Previous research on Egyptian mummies had shown that people were in advanced stages of atherosclerosis (Greek -arthero = "gruel" and sclera = "hard"), as these mummies had clogged arteries. However, the research on Egyptian mummies couldn't be generalized as these mummies were people from royal families and probably led lifestyles that increased the risk of heart disease. 

But, the new study included ancient Peruvians, Ancestral Puebloans, the Unangans of the Aleutian Islands and ancient Egyptians - each with varied diets and lifestyles. Another related study has found that the ancient Peruvians, much like modern people, were really stressed and had high levels of the stress hormone cortisol in the body.

"Our research shows that we are all at risk for atherosclerosis, the disease that causes heart attacks and strokes - all races, diets and lifestyles. Because of this we all need to be cautious of our diet, weight and exercise to minimize its impact. The data gathered about individuals from the pre-historic cultures of ancient Peru and the Native Americans living along the Colorado River and the Unangan of the Aleutian Islands is forcing us to think outside the box and look for other factors that may cause heart disease," said Gregory Thomas of Long Beach Memorial, and one of the study authors.

Heart disease accounts for one out of every four deaths in the U.S., says Centers for Disease Control and Prevention (CDC). About 600,000 people die from heart disease in the country each year.

"We found that heart disease is a serial killer that has been stalking mankind for thousands of years," Randall Thompson, of Saint Luke's Mid America Heart Institute, added.
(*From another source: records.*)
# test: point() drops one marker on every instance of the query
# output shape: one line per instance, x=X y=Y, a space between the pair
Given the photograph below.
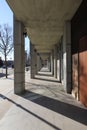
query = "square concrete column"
x=19 y=57
x=49 y=64
x=32 y=52
x=67 y=56
x=55 y=61
x=35 y=59
x=52 y=62
x=38 y=63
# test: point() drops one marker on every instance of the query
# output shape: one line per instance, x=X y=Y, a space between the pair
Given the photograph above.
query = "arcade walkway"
x=44 y=106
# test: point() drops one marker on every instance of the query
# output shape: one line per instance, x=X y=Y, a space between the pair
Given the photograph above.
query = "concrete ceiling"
x=44 y=19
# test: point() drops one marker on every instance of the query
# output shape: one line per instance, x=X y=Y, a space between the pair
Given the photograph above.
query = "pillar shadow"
x=44 y=79
x=73 y=112
x=30 y=112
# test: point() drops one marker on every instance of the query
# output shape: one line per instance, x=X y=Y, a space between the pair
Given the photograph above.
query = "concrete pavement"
x=43 y=106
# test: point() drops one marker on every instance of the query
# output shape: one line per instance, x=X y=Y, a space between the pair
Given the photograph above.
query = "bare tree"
x=6 y=42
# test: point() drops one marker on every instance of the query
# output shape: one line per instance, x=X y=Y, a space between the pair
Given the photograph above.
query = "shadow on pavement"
x=30 y=112
x=73 y=112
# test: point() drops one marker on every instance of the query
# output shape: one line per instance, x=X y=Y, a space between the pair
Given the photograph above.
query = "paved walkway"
x=44 y=106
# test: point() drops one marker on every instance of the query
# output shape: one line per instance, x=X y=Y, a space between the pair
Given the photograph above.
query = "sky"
x=6 y=17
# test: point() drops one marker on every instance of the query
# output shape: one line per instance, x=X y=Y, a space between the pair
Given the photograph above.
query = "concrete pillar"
x=35 y=61
x=55 y=61
x=52 y=63
x=38 y=63
x=32 y=52
x=19 y=58
x=67 y=56
x=49 y=64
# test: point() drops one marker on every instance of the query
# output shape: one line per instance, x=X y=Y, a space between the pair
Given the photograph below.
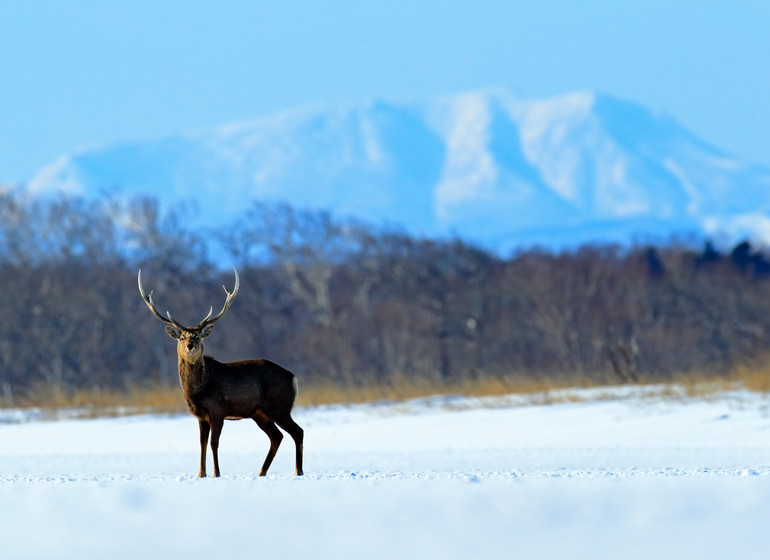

Researchers found that both men and women were equally at risk from dying due to heart disease. According to Thompson, the study challenges the common assumption that heart disease is largely due to lifestyle changes that occurred post-industrialization. The study also shows that reverting back to an agriculture-dominated society wouldn't do the human heart any good and that we haven't yet fully understood how heart disease evolves over time. Researchers speculate that atherosclerosis may be a part of the normal aging process.

The study is published in the journal The Lancet.

In the next phase of the study, researchers will be conducting an extensive analysis of various factors like infectious diseases, genetics and environmental factors that could affect the growth of heart disease.

"Atherosclerosis starts very early in life. In the United States, most kids have little bumps on their arteries. Even stillbirths have little tiny nests of inflammatory cells. But environmental factors can accelerate this process," Finch concluded.